Home >> Write >> Health >> Anxiety and Panic >> Anxiety Treatments >> What are anxiety medications
What are anxiety medications
Everyone gets depressed from time to time (this is quite normal), but when you decide to turn to anxiety depression medication because feelings of emptiness and despair have completely taken hold of you and it wouldn’t budge, you should know that you are suffering from depression. This condition almost makes it impossible to function and enjoy life the way you ought to.
When you are depressed, you may experience the following symptoms:
Always being in a sad or irritable mood
Feeling guilty, hopeless, worthless and empty
Difficulty keeping your thought together, remembering and concentrating
Recurrent thoughts of committing suicide
Thinking consistently about death and dying
Physical slowing or agitation
Loss of appetite, energy and pronounced changes in sleeping patterns
Lack of interest in activities that were once pleasurable
Headaches, chronic pains and digestive disorders that do not respond to treatment.
Anxiety depression medication such as antidepressants often takes up to four weeks before having any kind of effect on its users. It also takes about six to twelve weeks for antidepressants to really take their full effect. According to research, imbalance in the neurotransmitters like serotonin, norephinephrine and dopamine can be corrected with the use of antidepressants.
There are different classes of anxiety depression medication used for treating anxiety depression and some of these medications include:
Selective Serotonin Reuptake Inhibitors (aka SSRIs) – They are the most prescribed drugs for treating depression throughout the entire world. They are known to act on the neurotransmitter serotonin. These agents increase the serotonin level by blocking the reuptake of serotonin from the synapse to the nerve, thereby (artificially) increasing the serotonin that can be found in the synapse. SSRIs include Sertraline (Zoloft), Citalopram (Celexa), Fluoxetine (Prozac) Paroxetine (Paxil), Fluvoxamine (Luvox) and Escitalopram (Lexapro).

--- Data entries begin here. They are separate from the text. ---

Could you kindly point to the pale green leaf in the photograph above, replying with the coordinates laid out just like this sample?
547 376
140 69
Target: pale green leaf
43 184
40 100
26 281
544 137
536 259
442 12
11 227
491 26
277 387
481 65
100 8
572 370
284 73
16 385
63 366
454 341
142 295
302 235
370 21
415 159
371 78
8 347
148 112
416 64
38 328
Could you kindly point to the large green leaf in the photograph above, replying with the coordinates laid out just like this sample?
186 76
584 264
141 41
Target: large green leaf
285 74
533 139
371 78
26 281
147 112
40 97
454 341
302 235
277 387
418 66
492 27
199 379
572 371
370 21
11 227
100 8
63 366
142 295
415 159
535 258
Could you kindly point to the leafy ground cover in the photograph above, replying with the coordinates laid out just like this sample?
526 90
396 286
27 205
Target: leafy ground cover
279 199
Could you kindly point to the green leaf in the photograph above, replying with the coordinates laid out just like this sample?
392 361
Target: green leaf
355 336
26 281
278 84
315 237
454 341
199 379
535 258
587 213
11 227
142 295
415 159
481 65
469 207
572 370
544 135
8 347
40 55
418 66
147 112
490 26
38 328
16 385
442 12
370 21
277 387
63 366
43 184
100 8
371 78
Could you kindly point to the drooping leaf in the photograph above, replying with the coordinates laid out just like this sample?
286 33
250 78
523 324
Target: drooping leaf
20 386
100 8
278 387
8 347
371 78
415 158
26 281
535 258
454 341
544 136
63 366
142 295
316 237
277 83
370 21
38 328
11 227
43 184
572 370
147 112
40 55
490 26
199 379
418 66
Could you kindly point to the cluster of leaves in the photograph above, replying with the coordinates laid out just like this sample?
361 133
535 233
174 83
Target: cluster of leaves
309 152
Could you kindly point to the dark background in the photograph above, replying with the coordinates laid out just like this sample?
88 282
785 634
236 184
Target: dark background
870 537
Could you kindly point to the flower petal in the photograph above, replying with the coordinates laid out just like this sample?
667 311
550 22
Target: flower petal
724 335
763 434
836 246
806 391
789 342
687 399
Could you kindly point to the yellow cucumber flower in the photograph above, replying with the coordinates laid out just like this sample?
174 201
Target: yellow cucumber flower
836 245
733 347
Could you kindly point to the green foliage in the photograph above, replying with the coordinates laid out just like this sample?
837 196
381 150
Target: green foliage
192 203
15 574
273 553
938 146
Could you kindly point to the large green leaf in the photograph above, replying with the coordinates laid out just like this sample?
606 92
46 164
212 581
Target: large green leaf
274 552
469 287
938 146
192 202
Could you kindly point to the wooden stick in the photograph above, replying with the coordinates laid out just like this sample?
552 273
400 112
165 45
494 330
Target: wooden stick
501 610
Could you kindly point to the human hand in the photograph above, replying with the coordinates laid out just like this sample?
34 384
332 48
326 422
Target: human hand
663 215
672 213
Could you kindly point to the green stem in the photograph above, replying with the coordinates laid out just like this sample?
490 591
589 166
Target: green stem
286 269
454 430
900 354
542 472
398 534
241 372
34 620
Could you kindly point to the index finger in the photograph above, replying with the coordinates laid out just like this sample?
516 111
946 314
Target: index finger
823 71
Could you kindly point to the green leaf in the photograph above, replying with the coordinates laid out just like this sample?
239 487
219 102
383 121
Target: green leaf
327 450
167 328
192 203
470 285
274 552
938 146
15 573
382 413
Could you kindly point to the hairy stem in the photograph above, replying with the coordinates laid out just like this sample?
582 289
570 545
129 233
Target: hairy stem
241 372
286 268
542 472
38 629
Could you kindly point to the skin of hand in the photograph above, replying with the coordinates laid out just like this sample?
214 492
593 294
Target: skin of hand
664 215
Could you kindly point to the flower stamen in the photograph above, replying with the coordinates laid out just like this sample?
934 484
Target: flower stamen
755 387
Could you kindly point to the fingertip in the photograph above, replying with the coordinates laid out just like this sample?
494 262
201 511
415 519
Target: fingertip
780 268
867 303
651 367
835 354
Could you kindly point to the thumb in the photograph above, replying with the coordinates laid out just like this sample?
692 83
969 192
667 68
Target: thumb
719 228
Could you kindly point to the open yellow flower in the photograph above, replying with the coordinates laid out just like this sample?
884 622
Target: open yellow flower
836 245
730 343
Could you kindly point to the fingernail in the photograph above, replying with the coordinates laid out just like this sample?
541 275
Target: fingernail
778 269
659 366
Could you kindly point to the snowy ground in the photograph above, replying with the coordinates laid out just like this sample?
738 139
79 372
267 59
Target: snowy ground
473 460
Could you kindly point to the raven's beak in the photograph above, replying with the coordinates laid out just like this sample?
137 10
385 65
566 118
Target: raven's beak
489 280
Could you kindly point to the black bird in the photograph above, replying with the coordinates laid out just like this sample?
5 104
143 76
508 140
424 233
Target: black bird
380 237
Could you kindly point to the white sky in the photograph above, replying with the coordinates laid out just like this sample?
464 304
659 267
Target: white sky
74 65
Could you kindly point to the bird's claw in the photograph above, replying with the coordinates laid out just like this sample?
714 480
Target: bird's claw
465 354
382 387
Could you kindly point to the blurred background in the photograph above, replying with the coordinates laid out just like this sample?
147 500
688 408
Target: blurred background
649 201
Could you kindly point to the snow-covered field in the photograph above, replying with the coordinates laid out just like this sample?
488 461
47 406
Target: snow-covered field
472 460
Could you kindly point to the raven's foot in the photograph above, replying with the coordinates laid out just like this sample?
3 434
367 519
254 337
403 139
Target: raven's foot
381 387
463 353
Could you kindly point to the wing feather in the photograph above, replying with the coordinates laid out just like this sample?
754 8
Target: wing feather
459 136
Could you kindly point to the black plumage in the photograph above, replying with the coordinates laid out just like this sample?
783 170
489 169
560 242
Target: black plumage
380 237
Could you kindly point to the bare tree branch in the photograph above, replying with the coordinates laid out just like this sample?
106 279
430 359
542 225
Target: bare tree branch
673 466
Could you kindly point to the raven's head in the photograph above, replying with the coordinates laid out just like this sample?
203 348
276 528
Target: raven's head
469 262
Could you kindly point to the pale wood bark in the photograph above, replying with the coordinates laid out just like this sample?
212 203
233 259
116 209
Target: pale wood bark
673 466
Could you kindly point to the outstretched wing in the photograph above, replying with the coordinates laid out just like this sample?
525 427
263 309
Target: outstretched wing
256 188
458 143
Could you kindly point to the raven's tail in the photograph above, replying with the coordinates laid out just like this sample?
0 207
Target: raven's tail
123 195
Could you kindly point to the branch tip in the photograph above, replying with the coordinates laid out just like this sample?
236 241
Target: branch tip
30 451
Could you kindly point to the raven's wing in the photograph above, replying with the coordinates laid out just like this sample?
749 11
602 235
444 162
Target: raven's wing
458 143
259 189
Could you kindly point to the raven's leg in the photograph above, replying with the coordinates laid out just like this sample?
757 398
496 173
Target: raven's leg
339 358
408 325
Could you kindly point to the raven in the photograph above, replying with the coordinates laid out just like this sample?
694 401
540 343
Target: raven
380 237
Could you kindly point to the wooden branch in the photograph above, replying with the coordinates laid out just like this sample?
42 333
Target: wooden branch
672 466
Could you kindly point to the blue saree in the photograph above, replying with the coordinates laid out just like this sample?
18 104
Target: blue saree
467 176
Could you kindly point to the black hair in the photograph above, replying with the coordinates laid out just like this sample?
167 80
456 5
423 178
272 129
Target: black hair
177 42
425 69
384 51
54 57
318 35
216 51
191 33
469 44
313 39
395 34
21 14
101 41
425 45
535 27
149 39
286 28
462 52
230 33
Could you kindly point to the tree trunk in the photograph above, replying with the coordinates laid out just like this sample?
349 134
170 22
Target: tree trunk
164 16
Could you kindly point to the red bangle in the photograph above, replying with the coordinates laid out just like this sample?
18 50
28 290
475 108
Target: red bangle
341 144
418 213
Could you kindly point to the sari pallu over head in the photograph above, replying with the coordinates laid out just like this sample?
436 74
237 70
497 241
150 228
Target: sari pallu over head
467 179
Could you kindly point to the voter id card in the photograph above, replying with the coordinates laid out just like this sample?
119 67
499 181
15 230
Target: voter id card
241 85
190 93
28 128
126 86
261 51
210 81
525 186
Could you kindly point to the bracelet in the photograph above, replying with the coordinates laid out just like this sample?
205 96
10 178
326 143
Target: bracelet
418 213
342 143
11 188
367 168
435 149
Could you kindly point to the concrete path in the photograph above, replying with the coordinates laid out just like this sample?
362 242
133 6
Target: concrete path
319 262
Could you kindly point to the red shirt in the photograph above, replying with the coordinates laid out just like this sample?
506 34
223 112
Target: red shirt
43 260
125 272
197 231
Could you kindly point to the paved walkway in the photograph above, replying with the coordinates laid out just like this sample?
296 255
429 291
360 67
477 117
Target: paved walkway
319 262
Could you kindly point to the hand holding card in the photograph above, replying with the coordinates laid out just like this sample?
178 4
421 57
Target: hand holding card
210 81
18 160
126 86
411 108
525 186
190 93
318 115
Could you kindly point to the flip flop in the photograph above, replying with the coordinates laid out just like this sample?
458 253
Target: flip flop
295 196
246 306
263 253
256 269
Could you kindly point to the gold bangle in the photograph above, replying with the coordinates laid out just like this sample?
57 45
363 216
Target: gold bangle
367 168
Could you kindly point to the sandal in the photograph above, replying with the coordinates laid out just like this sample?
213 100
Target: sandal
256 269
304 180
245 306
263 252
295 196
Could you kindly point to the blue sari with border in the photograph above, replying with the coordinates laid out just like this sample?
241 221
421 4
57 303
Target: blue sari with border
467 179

Monoamine Oxidas Inhibitors (MAOIs) – These anxiety depression medication works by inactivating enzymes in the brain which sort of chew-up norepinephrine, serotonin and dopamine away from the synapse, which in turn increases the level of these chemicals in the brain. They are not the safest antidepressants around but they can be pretty effective in treating individuals who do not respond other medications. MAOIs include isocarboxazid (Marplan), Phenelzine (Nardil) and tranylcypromine sulphate (Parnate).
Serotonin and Norepinephrine Reuptake Inhibitors (SNRIs) – These anxiety depression medication are very common, in fact they are the second most common antidepressants used for treating depression worldwide. These agents work by blocking the reuptake of serotonin and norephinephrine from the synapse into the nerve, this leads to the increase in the amount of these chemicals. SNRIs are: duloxetine (Cymbalta) and venlafaxine (Effexor).
Tricyclic Antidepressants (TCAs) – These are known as “older agents” and they work just like the SNRIs, but the difference is that they have other neurochemical properties which lead to a very high side effect rate in comparison to other antidepressants. They are mostly used to treat depression where other antidepressants have failed. TCAs include: protriptyline (Vivactil), dessipramine (Norpramin), amitriptyline (Elavil, Limbitrol), Impramine (Norpramin, Tofranil) and doxepin (Sinequan).